|Pay no attention to the retired number behind the curtain
Retiring someone's number is a great honor. It's an explicit statement that no man is worthy of wearing those digits, and that they will forever hang unsullied by subsequent history in baseball's hallowed halls. Except when every player in baseball gets to wear it:
By request of Commissioner Bud Selig, as Major League Baseball celebrates the 62nd anniversary of Jackie Robinson breaking its color barrier on Wednesday, all big league players and uniformed personnel have been asked to wear the late Hall of Famer's famous No. 42 on the field when the 30 teams celebrate the occasion. The past two years, as the momentum to wear Robinson's number steamrolled through Major League clubhouses, Selig asked, but the act of wearing it was voluntary. Not so this year.

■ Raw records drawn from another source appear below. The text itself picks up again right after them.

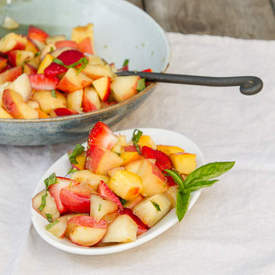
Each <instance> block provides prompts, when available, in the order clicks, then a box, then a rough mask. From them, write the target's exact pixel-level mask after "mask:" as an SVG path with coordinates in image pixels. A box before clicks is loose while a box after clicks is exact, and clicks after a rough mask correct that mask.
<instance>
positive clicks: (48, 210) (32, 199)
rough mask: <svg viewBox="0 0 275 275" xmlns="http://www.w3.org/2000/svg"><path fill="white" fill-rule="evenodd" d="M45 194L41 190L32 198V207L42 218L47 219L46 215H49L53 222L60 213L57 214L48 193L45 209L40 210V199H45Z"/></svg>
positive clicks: (47, 192) (55, 210)
mask: <svg viewBox="0 0 275 275" xmlns="http://www.w3.org/2000/svg"><path fill="white" fill-rule="evenodd" d="M45 192H46V190H43V191H41V192H40V193H38V194H37V195H35V196H34V197H33V199H32V207H33V209H34V210H36V211H37V212H38V213H39V214H40V215H42V216H43V217H45V218H47V217H46V214H50V215H51V216H52V219H53V220H55V219H57V218H59V216H60V213H59V212H58V209H57V207H56V203H55V200H54V198H53V197H52V196H51V194H50V193H49V192H47V196H46V203H45V207H44V208H43V209H42V210H40V209H41V208H40V206H41V203H42V197H43V196H44V197H45ZM39 208H40V209H39Z"/></svg>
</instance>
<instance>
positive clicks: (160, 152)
mask: <svg viewBox="0 0 275 275" xmlns="http://www.w3.org/2000/svg"><path fill="white" fill-rule="evenodd" d="M141 153H142V155H143V156H144V157H145V158H147V159H155V160H156V166H157V167H158V168H159V169H160V170H164V169H171V168H172V162H171V160H170V158H169V157H168V156H167V155H166V154H165V153H163V152H161V151H159V150H154V149H152V148H150V147H148V146H143V147H142V150H141Z"/></svg>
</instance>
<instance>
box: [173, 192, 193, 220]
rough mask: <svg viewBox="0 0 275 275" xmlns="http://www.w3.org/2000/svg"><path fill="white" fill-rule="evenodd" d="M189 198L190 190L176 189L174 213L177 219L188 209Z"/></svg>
mask: <svg viewBox="0 0 275 275" xmlns="http://www.w3.org/2000/svg"><path fill="white" fill-rule="evenodd" d="M190 198H191V193H190V192H187V193H184V192H182V191H181V190H179V191H178V193H177V204H176V213H177V217H178V220H179V221H181V220H182V219H183V217H184V216H185V214H186V212H187V210H188V206H189V202H190Z"/></svg>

I understand what they're trying to do, but I can't see how allowing several hundred dudes to wear that number will honor Robinson. In addition to it being a tacit admission that the whole retiring the number thing was inadequate as a tribute, many of those guys are going to get into fights, bark at umpires, lollygag to balls rattling around the corners, miss signs, and otherwise do things Jackie probably wouldn't do. I'd prefer some sort of pre-game ceremony and the distribution of some Jackie literature or something.
At this point, I think the only thing that will salvage this tribute in my mind is if the teams that don't wear names on the backs of their jerseys just keep sending up their two or three best hitters until someone notices.